Photographers come from all over the world to photograph the Taj Mahal. The Taj Mahal is an amazing piece of architecture to photograph and one of the New 7 Wonders of the World.
But for bird photographers, the Taj Mahal also has a variety of birds. I’ve seen egrets, black kites, and Parrots at the Taj. So, don’t forget a longer lens. Tripods and monopods are not allowed at the Taj Mahal so it will need to be a lens you can carry and shoot without a tripod.
I captured this Rose-ringed Parakeet Couple in the wall when exiting the Taj Mahal Compound. The parakeets must have a nest in the hole in the wall. Unlike most parrots Rose-ringed parakeets do not mate for life.
I was not equipped for bird photography when visiting the Taj Mahal as there are restrictions on tripods and monopods and it can be difficult to carry large lenses with the lines and crowds at the Taj.
I did bring along an Olympus 40-150mm micros four thirds F4.0-5.6 lens (80-300mm full frame equivalent) which fared quite well photographing the parakeet couple, and is quite small to carry. The Olympus M.40-150mm F4.0-5.6 Lens is quite a steal at $199 or less.
Camera: Olympus OM-D E-M1
Lens: Olympus M. 40-150mm f4.0-5.6
Focal Length: 140mm (280mm full frame equivalent)
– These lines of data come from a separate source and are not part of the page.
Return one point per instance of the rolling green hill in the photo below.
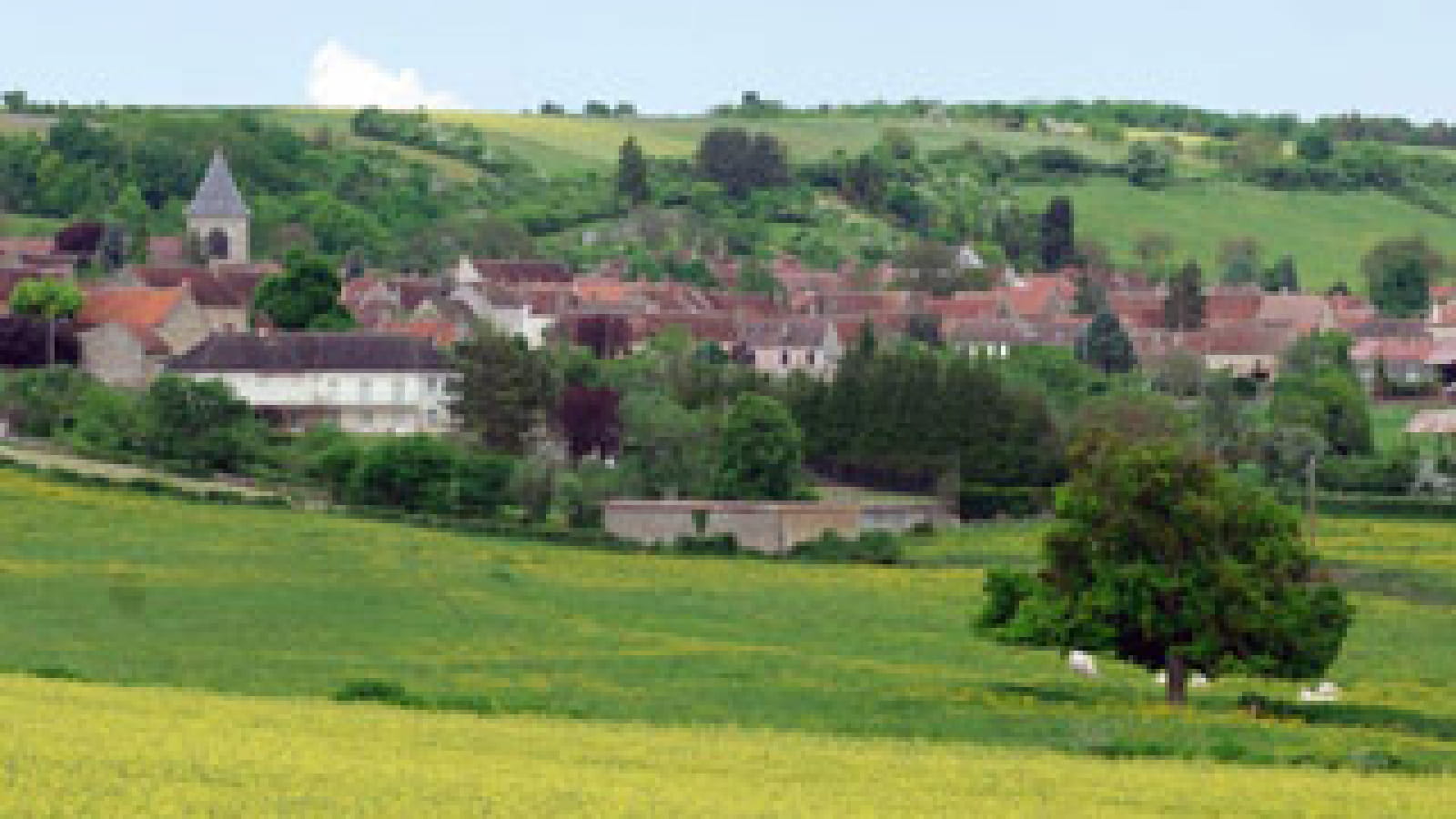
(145, 591)
(1327, 234)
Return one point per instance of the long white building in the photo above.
(363, 382)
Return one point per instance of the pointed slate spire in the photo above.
(217, 196)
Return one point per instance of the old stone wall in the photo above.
(762, 528)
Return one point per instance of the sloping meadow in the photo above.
(124, 588)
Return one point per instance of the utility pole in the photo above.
(1310, 506)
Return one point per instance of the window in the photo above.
(217, 244)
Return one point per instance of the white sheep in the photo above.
(1082, 663)
(1324, 693)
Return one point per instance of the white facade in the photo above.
(390, 402)
(784, 360)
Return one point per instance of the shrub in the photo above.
(713, 545)
(1380, 474)
(373, 691)
(977, 500)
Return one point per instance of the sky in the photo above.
(684, 56)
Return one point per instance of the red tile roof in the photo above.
(133, 307)
(207, 288)
(441, 334)
(162, 249)
(1394, 349)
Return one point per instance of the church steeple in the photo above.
(217, 216)
(217, 196)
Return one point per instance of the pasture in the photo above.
(1327, 234)
(76, 749)
(133, 589)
Shutter Speed: 1/250 of a second
Exposure Compensation: +0
Lighting: Bright, Sunny Morning
- Cropped the photo in Lightroom 5.
- Applied the Detail Extractor, Vignette Lens, and Lighten/Darken Center Filters in Color Efex Pro 4.
- Added contrast and pop to the photo by using the Fur and Feathers II filter in Topaz Clarity.
- Selectively sharpened the photo using the Unsharp Mask Filter in Photoshop CC 2014.